No celebrities immediately come to mind when I think of my niece.  Except maybe Melody Moezzi, an Iranian American writer, attorney and activist.  She is exotically beautiful, smart, and "Loud".  She's a fighter who overcame serious health problems.

This comparison is a strange comfort, my own version of nonsense.  It's also comforting to read that All Saints is committed to meeting everyone's spiritual needs:  "Persons of all faiths and those of none may come with equal confidence."  Those of none.

I like the word confidence.  Is it a cousin to faith?  Deepak described faith this morning as the act of accepting the unknown, releasing the need to make sense of everything.  Faith is also defined as belief that does not rest on logical proof or material evidence.  The definition that gives me the most trouble is "the theological virtue defined as secure belief in God and a trusting acceptance of God's will."  Those words leave me feeling like the empty shopping bag blowing randomly across the universe.

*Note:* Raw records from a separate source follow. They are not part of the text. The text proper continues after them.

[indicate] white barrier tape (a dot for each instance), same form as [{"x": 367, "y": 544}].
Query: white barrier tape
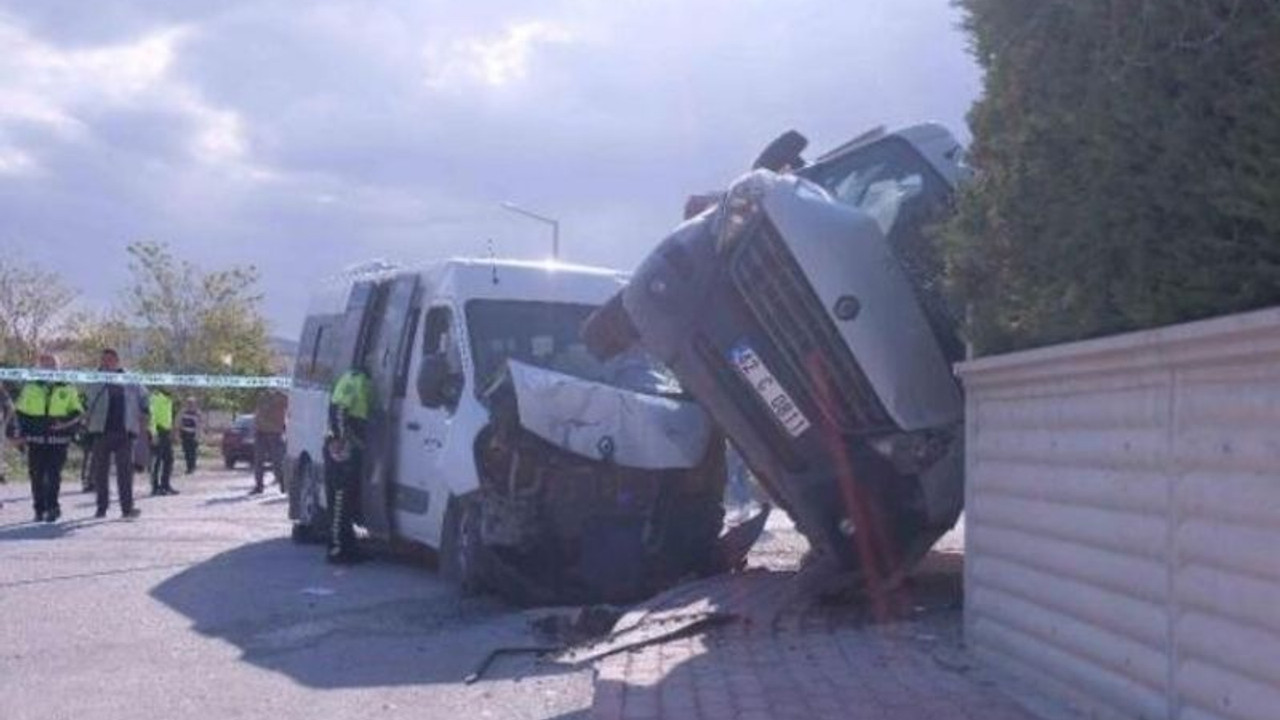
[{"x": 86, "y": 377}]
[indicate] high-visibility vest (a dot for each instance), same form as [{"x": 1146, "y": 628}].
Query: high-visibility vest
[
  {"x": 352, "y": 393},
  {"x": 161, "y": 411},
  {"x": 41, "y": 400}
]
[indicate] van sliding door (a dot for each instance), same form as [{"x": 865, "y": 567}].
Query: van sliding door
[{"x": 384, "y": 354}]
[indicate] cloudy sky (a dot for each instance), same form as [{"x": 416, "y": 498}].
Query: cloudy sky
[{"x": 304, "y": 136}]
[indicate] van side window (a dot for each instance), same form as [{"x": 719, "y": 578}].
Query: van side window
[{"x": 439, "y": 377}]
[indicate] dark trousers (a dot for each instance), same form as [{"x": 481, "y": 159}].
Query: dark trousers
[
  {"x": 342, "y": 492},
  {"x": 113, "y": 449},
  {"x": 188, "y": 450},
  {"x": 268, "y": 450},
  {"x": 161, "y": 460},
  {"x": 45, "y": 468}
]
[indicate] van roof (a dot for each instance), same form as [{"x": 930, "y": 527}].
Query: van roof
[{"x": 475, "y": 277}]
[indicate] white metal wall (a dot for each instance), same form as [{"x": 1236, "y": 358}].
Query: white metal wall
[{"x": 1123, "y": 519}]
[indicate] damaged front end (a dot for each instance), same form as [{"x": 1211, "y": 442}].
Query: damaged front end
[{"x": 595, "y": 493}]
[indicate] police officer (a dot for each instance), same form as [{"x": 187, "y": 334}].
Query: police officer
[
  {"x": 344, "y": 458},
  {"x": 161, "y": 442},
  {"x": 48, "y": 414}
]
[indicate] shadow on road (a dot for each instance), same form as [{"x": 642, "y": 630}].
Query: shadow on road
[
  {"x": 378, "y": 624},
  {"x": 28, "y": 531}
]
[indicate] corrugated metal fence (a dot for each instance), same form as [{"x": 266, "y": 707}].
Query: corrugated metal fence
[{"x": 1123, "y": 519}]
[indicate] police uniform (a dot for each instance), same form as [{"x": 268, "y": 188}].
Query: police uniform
[
  {"x": 344, "y": 458},
  {"x": 161, "y": 442},
  {"x": 46, "y": 415}
]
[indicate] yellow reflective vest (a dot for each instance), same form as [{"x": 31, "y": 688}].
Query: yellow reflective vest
[
  {"x": 161, "y": 411},
  {"x": 41, "y": 400},
  {"x": 352, "y": 393},
  {"x": 41, "y": 405}
]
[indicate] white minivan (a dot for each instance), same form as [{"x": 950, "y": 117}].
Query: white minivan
[{"x": 499, "y": 442}]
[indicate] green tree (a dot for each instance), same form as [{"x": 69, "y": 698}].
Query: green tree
[
  {"x": 33, "y": 308},
  {"x": 1127, "y": 159},
  {"x": 193, "y": 320}
]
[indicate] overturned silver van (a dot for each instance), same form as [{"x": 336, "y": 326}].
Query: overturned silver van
[{"x": 803, "y": 310}]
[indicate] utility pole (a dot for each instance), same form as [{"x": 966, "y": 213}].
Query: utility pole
[{"x": 544, "y": 219}]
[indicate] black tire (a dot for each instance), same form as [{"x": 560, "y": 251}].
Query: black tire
[
  {"x": 460, "y": 545},
  {"x": 311, "y": 527}
]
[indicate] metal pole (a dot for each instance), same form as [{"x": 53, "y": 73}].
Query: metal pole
[{"x": 530, "y": 214}]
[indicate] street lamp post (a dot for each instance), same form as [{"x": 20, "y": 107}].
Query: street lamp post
[{"x": 531, "y": 215}]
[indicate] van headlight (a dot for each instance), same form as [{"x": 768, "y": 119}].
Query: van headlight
[{"x": 740, "y": 210}]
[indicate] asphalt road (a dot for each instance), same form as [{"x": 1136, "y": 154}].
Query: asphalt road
[{"x": 202, "y": 607}]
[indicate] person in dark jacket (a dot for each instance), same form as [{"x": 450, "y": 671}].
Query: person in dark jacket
[
  {"x": 48, "y": 414},
  {"x": 188, "y": 432},
  {"x": 117, "y": 415},
  {"x": 350, "y": 408}
]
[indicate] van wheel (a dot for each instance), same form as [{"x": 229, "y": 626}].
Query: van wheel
[
  {"x": 311, "y": 525},
  {"x": 460, "y": 546}
]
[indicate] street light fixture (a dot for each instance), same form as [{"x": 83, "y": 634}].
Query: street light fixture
[{"x": 552, "y": 222}]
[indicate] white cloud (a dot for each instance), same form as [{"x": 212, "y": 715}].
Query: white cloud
[
  {"x": 55, "y": 89},
  {"x": 493, "y": 62}
]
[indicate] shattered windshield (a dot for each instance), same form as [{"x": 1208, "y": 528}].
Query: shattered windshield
[
  {"x": 548, "y": 335},
  {"x": 888, "y": 181}
]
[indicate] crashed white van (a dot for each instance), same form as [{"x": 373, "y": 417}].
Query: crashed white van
[{"x": 499, "y": 442}]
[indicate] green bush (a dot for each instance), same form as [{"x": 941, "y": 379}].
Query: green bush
[{"x": 1127, "y": 159}]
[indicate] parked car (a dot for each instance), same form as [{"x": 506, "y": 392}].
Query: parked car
[
  {"x": 238, "y": 442},
  {"x": 803, "y": 310}
]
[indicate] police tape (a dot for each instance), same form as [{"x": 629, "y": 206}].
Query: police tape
[{"x": 161, "y": 379}]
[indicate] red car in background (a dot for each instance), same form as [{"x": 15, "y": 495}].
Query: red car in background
[{"x": 238, "y": 442}]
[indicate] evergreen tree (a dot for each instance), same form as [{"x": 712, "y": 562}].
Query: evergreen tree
[{"x": 1127, "y": 159}]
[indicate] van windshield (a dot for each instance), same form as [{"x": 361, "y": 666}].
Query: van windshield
[
  {"x": 888, "y": 180},
  {"x": 896, "y": 186},
  {"x": 548, "y": 335}
]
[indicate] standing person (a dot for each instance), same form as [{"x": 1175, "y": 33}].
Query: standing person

Maybe it was faith that propelled the cat across the busy highway.  Maybe faith is the lost shoe owner's trusting acceptance that he would have the strength to move on and buy another pair.  Faith might be the courage to gracefully leave the tree, to accept the messy random pulp of life.  My mother, who saved others but couldn't save herself, was a frequent visitor at All Saints before alcohol won the war.  She always advised that we do what we can then, "Let go and let God."  But when she let go, so did God.  Poor communication, perhaps.